Research

STYLOMETRY

Integration of natural language processing, machine learning, and literary criticism

Stylometry is the study of authorial or literary style using quantitative metrics. A wide range of stylistic features are amenable to measurement, from vocabulary to punctuation and syntax to rhythm. The practice of using quantitative evidence in literary study has been a longstanding component of “philology,” a technical term for the study of language and literature, and as such has regularly featured in classical scholarship. More recent research has exploited the power of computation to do calculations that are many times more numerous and more advanced than those possible using manual methods. Stylometry sdfthus forms one of the main research activities within computational text analysis today. Stylometry has often been used to answer questions of disputed authorship, since the data can provide objective evidence to support or reject the attribution of a text to a particular author. QCL redeploys similar methods for the purpose of literary criticism. We create quantitative profiles with the primary aim of drawing inferences about complex, subjective questions such as the literary significance of stylistic modulation within an individual work or across a broader tradition.
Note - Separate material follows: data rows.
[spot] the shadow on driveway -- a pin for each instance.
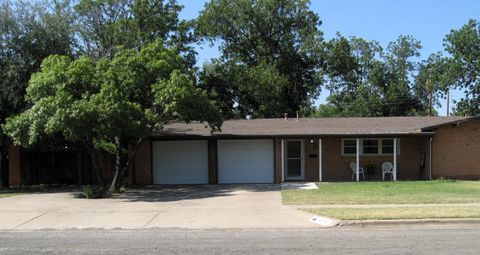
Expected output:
(169, 193)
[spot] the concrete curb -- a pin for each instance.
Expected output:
(410, 222)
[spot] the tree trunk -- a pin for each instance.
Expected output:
(79, 167)
(4, 170)
(118, 165)
(119, 174)
(98, 173)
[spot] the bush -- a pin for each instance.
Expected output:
(94, 192)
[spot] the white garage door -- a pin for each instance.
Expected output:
(245, 161)
(180, 162)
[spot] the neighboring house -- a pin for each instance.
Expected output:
(308, 149)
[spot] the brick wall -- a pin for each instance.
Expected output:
(337, 167)
(456, 151)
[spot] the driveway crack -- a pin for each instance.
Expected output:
(34, 218)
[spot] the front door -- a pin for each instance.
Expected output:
(294, 160)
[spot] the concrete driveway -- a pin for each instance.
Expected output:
(192, 207)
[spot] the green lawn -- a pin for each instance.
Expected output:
(397, 213)
(402, 192)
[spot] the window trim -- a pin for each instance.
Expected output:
(379, 143)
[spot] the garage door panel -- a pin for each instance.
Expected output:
(180, 162)
(245, 161)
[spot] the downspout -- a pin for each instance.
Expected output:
(430, 158)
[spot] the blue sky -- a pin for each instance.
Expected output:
(382, 20)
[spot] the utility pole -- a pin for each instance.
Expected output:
(430, 95)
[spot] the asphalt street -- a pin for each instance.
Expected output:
(340, 240)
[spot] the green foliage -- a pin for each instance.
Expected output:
(29, 32)
(276, 39)
(242, 91)
(366, 80)
(464, 66)
(326, 110)
(123, 97)
(106, 26)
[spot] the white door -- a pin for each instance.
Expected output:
(294, 160)
(180, 162)
(245, 161)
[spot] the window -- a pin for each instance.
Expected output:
(349, 146)
(370, 146)
(387, 146)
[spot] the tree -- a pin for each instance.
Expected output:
(464, 65)
(111, 104)
(366, 80)
(242, 91)
(105, 26)
(29, 32)
(281, 35)
(432, 82)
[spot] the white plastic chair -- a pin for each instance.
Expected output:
(387, 168)
(353, 167)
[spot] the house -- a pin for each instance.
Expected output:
(306, 149)
(311, 149)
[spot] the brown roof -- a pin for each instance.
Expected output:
(310, 126)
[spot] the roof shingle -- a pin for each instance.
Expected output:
(309, 126)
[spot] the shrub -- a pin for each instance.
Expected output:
(94, 192)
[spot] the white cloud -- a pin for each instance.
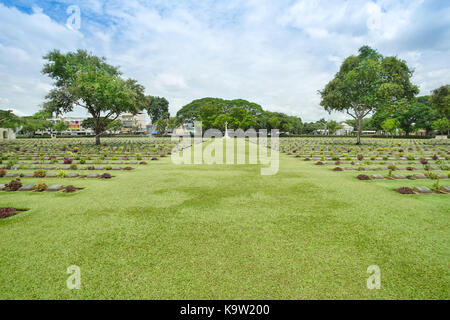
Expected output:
(277, 54)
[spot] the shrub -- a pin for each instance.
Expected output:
(14, 185)
(70, 189)
(39, 173)
(61, 174)
(10, 164)
(41, 186)
(392, 167)
(405, 190)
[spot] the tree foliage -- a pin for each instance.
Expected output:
(239, 114)
(8, 119)
(157, 108)
(440, 100)
(365, 83)
(87, 81)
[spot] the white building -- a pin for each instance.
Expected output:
(7, 134)
(74, 123)
(345, 130)
(129, 121)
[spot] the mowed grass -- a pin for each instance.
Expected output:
(166, 231)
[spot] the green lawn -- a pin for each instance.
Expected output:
(225, 232)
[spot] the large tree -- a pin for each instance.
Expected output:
(8, 119)
(158, 108)
(365, 83)
(60, 126)
(86, 81)
(440, 100)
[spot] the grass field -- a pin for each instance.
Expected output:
(225, 232)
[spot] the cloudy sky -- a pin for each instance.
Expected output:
(275, 53)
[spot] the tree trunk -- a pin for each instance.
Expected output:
(358, 137)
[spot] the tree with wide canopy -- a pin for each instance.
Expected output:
(86, 81)
(366, 83)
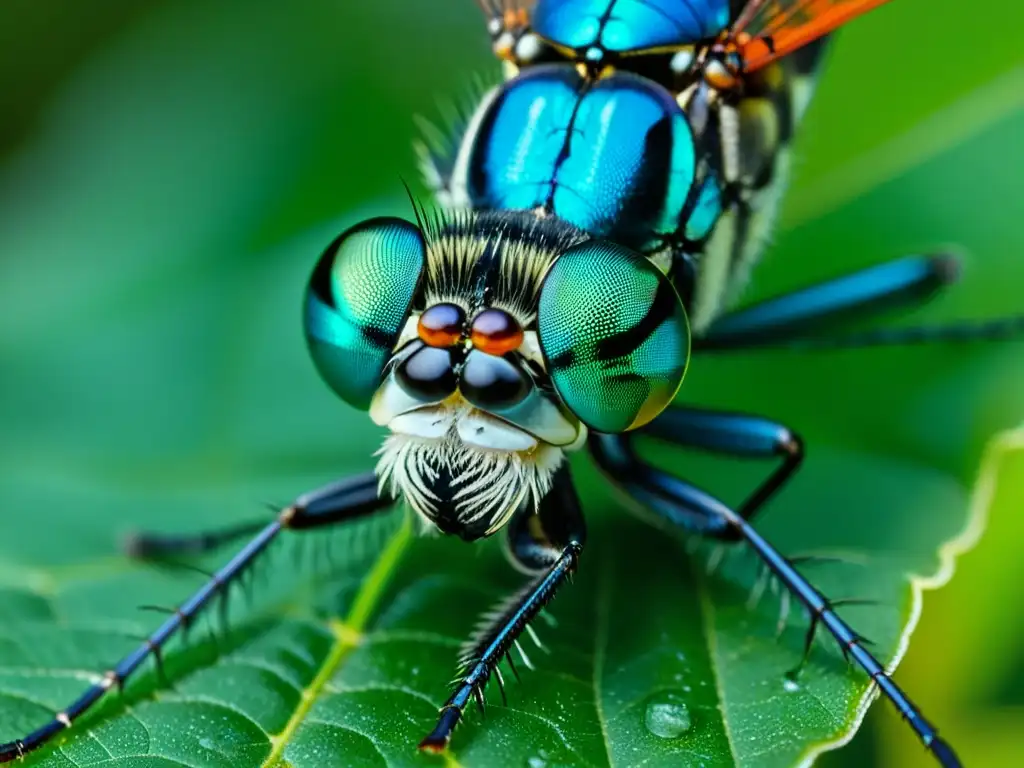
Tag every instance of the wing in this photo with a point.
(767, 30)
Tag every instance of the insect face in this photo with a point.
(487, 348)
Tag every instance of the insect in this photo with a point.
(599, 212)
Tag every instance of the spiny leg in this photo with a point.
(696, 511)
(147, 546)
(339, 502)
(548, 543)
(803, 318)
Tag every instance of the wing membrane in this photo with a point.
(767, 30)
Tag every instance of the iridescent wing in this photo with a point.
(767, 30)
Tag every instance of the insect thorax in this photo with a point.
(680, 172)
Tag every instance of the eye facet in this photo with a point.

Central to QCL’s stylometric research is the use of sophisticated techniques from machine learning to understand high-dimensional literary data and to profile large-scale trends in the evolution of literary style and influence. Our first paper on stylometry, published in PNAS in 2017, uses anomaly detection methods to characterize the citational practices of the Roman historian Livy, with the parallel goal of demonstrating the promise of machine learning-aided literary criticism to scholars outside of the humanities. QCL has long-term interests in the development of cross-cultural stylometric profiles of literature and in leveraging quantitative philological methods for natural language processing tasks across domains.